Olympic Games Tokyo 2020 - Review - Chama arcade

A súmula de um grande evento desportivo.

Parco em modos de jogo e aquém do esperado em mini-jogos, enquadra-se nos moldes arcade mas não contempla grande longevidade.

No final de 2019 jogámos Mario & Sonic at the Olympic Games 2020, quase um mês antes de cair nas bocas do mundo esse maldito vírus SARS. Em 2020 a pandemia acabou com grande parte dos eventos desportivos e os jogos olímpicos foram adiados para 2021. Estamos a quase duas semanas do começo de um evento que se perspectivou imenso, pleno de surpresas, como habitualmente acontece quando o Japão é chamado a organizar alguma prova. Não será nem metade do que os japoneses pretendiam alcançar, mas talvez possamos vislumbrar alguma magnitude da impressão de uns olímpicos organizados pelo país do sol nascente.

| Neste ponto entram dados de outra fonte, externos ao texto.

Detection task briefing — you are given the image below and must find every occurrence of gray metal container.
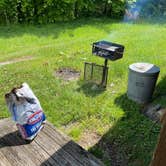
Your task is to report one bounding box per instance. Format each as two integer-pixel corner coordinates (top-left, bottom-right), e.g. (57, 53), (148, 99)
(127, 63), (160, 104)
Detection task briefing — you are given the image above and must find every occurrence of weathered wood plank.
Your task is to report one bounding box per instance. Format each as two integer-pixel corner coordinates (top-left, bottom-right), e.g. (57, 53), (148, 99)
(0, 120), (56, 165)
(44, 123), (103, 166)
(0, 119), (103, 166)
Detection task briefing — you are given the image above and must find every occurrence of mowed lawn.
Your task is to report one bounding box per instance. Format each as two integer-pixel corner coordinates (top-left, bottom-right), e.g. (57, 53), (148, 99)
(0, 18), (166, 166)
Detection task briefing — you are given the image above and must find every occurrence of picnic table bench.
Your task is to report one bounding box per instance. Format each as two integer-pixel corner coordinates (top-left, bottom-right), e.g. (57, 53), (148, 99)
(0, 118), (103, 166)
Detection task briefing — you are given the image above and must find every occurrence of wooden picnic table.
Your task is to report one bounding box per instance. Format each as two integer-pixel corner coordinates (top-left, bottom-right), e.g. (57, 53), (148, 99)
(0, 118), (103, 166)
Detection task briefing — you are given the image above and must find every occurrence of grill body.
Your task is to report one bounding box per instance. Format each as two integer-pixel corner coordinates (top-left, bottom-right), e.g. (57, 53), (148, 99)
(92, 41), (124, 61)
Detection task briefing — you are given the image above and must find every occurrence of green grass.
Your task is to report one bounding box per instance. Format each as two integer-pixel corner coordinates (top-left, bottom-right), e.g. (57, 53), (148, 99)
(0, 19), (166, 166)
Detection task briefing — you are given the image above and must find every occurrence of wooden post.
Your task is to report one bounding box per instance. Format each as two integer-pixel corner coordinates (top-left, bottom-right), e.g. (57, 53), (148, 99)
(150, 109), (166, 166)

É curioso, no entanto, encontrarmo-nos a jogar em pleno 2021 um jogo em cujo título se lê 2020. Pode soar a erro mas é bem verdade que há marcas e registos efectuados que dificilmente podem ser apagados como quem passa uma borracha. A marca dos olímpicos é Tokyo 2020 e assim permanece neste desafio de pendor arcade produzido pela Sega, lançado em 2019 em exclusivo no Japão e reservado para o ocidente no ano a seguir. Se Mario & Sonic acendeu a chama olímpica, é este jogo que manterá a chama acesa até se extinguir com a cerimónia de encerramento, que haverá de ligar Tóquio a Paris, para um retorno ao continente europeu, nos jogos de 2024.

O jogo oficial do evento toma as rédeas do maior evento desportivo, transportando algumas das mais emblemáticas modalidades, vestindo-se a preceito. É um jogo arcade, simples e imediato na forma como possibilita uma adaptação instantânea, sem grandes complexidades ou preocupações de simulação. No entanto, por comparação com a derradeira edição de Mario & Sonic, parece estar uns graus abaixo em modos de jogo, em quantidade de modalidades e naturalmente sem os protagonistas e seus companheiros habituais, que no momento da selecção ainda provocam alguma diferença.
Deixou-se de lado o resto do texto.